Significato e sua potenziale applicazione
La traduzione clinica si basa su solidi studi di base a livello preclinico. Tuttavia, molti studi clinici falliscono a causa della mancata corrispondenza tra il modello preclinico e la fisiologia umana, evidenziando l'importanza di modelli animali di grandi dimensioni strettamente correlati per rafforzare il potenziale di traduzione. La generazione di un nuovo modello di danno polmonare neonatale è fondamentale per comprendere meglio gli eventi patogeni precoci, promuovendo un ambiente favorevole allo sviluppo della BPD nel polmone pretermine umano. Il modello qui presentato ricrea aspetti importanti di un ambiente di terapia intensiva (iperossia, ventilazione ad alta pressione e mancanza di tensioattivo) per i neonati prematuri durante i primi giorni di vita, che è strettamente modellato. Questo nuovo e versatile modello multi-hit per suinetti neonatali offrirà informazioni preziose sui processi patogenetici precoci della BPD, migliorerà le conoscenze sui candidati terapeutici e l'ottimizzazione della loro somministrazione terapeutica per un'efficace traduzione clinica.

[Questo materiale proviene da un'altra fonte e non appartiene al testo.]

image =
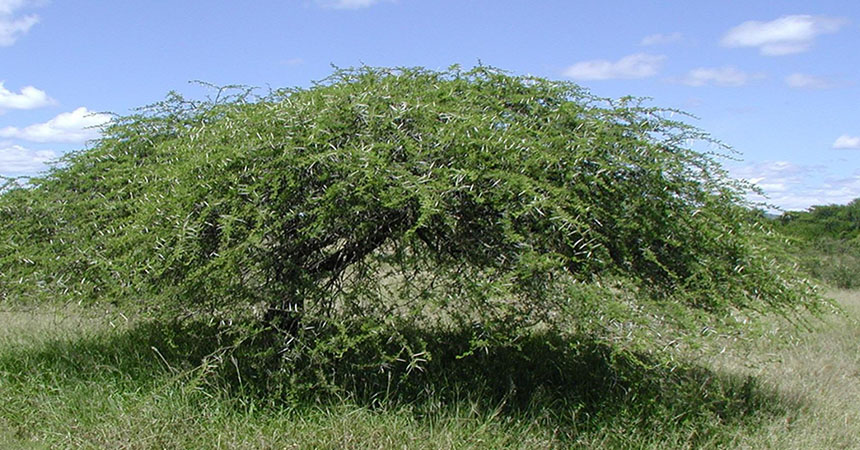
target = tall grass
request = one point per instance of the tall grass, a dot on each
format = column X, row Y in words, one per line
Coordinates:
column 68, row 379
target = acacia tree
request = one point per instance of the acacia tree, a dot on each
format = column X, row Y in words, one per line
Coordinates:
column 381, row 198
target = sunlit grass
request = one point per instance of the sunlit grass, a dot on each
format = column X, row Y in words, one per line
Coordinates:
column 78, row 381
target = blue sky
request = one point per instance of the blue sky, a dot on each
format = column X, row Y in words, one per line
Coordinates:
column 777, row 80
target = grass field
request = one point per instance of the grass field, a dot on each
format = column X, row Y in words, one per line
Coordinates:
column 71, row 380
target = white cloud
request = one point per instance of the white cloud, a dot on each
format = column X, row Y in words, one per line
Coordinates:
column 797, row 187
column 783, row 36
column 661, row 39
column 719, row 76
column 639, row 65
column 805, row 81
column 347, row 4
column 846, row 141
column 28, row 98
column 11, row 27
column 16, row 160
column 76, row 126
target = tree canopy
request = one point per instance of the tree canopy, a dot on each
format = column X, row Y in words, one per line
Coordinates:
column 382, row 197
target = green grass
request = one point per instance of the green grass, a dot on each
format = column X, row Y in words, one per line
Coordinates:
column 69, row 379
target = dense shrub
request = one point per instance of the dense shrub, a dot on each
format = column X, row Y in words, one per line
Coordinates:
column 386, row 200
column 826, row 241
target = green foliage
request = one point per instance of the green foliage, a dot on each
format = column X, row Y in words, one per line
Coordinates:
column 830, row 221
column 384, row 200
column 826, row 241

Fungerà da eccellente vettore per le collaborazioni, promuovendo un quadro di verifica delle ipotesi per studi proof-of-concept che variano dalla sicurezza all'efficacia e alla generazione di conoscenze. Fungendo da base per studi futuri, questo modello farà progredire in modo significativo gli sforzi di traduzione clinica per il danno polmonare acuto osservato nei neonati pretermine.